Finding bugs in the long tail of your App’s crash report
The subject of my Masters thesis was a microarray data set from UCSF which captured the gene expression of tens of thousands of genes from placental tissue at various stages of fetal development.
We knew the data contained insights that would help focus the medical research striving towards identifying the cause of, and cure for preeclampsia and other complications affecting pregnancy. But we worried that some of the more subtle details were being lost because the size of the data precluded the expert biologists from participating in the analysis.
Humans vs. Computers
Data mining techniques provide a way to tease out information from large data sets. Our collaborators at UCSF had already published a paper rooted in clustering, complete with the pretty scatter plots that attempt to make the results less opaque. But data mining results are often hard to understand, hard to trace, and are heavily parameterized.
Humans on the other hand are terrible with large amounts of data, yet are good at spotting patterns and applying knowledge and experience. That is especially true of experts analysing their own large data sets. Computers are good at storing, recalling, and manipulating lots of data. Humans are good at extracting meaning from observations.
Combining the two, and letting humans lead an analysis of data, while letting the computers disguise the size and complexity of the data is where the magic happens.

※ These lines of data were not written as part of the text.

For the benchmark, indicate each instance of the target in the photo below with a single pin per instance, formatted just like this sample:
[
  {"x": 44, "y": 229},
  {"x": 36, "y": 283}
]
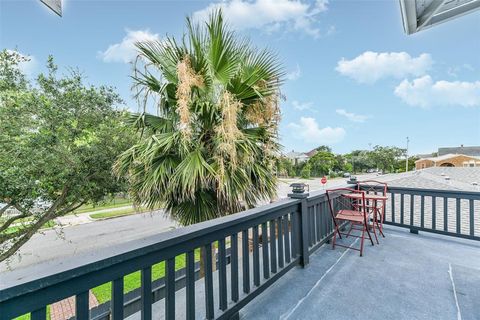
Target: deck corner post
[{"x": 303, "y": 230}]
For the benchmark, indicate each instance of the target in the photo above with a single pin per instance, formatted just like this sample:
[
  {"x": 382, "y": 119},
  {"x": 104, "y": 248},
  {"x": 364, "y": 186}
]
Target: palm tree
[{"x": 210, "y": 149}]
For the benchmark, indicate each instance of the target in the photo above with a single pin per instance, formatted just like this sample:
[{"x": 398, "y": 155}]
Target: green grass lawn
[
  {"x": 49, "y": 224},
  {"x": 116, "y": 213},
  {"x": 132, "y": 281},
  {"x": 114, "y": 203}
]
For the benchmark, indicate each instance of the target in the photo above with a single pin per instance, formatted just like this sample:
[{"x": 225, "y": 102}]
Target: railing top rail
[
  {"x": 449, "y": 193},
  {"x": 85, "y": 264}
]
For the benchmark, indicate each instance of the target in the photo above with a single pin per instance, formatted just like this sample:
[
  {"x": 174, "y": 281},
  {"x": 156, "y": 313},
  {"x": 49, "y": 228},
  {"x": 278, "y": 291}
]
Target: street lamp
[{"x": 406, "y": 155}]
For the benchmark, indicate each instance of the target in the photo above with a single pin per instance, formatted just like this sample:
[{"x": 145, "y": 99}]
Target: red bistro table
[{"x": 374, "y": 209}]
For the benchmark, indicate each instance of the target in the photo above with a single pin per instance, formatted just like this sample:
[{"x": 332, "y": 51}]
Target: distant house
[
  {"x": 448, "y": 160},
  {"x": 468, "y": 151},
  {"x": 450, "y": 157},
  {"x": 297, "y": 157}
]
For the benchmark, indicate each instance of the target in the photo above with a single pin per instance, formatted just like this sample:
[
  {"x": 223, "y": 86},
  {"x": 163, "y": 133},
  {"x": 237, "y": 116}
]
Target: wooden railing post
[
  {"x": 303, "y": 223},
  {"x": 302, "y": 228}
]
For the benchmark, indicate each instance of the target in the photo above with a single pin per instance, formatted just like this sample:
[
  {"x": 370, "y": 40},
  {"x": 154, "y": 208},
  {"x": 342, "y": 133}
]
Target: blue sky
[{"x": 354, "y": 78}]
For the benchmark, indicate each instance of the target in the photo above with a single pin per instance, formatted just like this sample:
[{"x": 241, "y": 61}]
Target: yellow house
[{"x": 448, "y": 160}]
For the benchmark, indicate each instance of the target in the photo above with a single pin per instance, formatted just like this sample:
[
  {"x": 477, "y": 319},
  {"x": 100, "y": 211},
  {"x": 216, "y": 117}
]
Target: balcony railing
[{"x": 250, "y": 250}]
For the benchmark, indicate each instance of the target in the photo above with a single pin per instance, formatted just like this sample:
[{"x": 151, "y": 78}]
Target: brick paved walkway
[{"x": 65, "y": 309}]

And that was my goal; writing software that enabled experts to explore and experience their data directly.
All of this was over 10 years ago, but the experience and philosophy has affected almost every aspect of my professional life.

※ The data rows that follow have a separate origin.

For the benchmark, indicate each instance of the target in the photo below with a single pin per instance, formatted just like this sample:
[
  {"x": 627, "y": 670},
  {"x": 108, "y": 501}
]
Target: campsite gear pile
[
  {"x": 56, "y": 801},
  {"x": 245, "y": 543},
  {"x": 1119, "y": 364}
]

Recently I had an experience with one of our Crashlytics integrations, which made me realize that their unconventional product focus is heading in exactly this direction, and it’s thrilling to see it being developed on such a huge scale.
We’ve been using Crashlytics (now part of Fabric, from Twitter) since our 2014 builds of the Official NFL Fantasy Football mobile Apps. Combined with Fabric’s Answers product, we’ve come to rely on it to get a daily feel for the adoption, performance, and usage of the mobile apps we build.
During that first season, we saw a spike in a specific application code bug, and Crashlytics fell short of actually enabling us to pin point the exact time of the first crash. And when we pressed on the issue, it was clear there were limitations to the questions we could get meaningful answers to, via Crashlytics. (Side note, they were actually super helpful via email — shout out Hemal Shah and team).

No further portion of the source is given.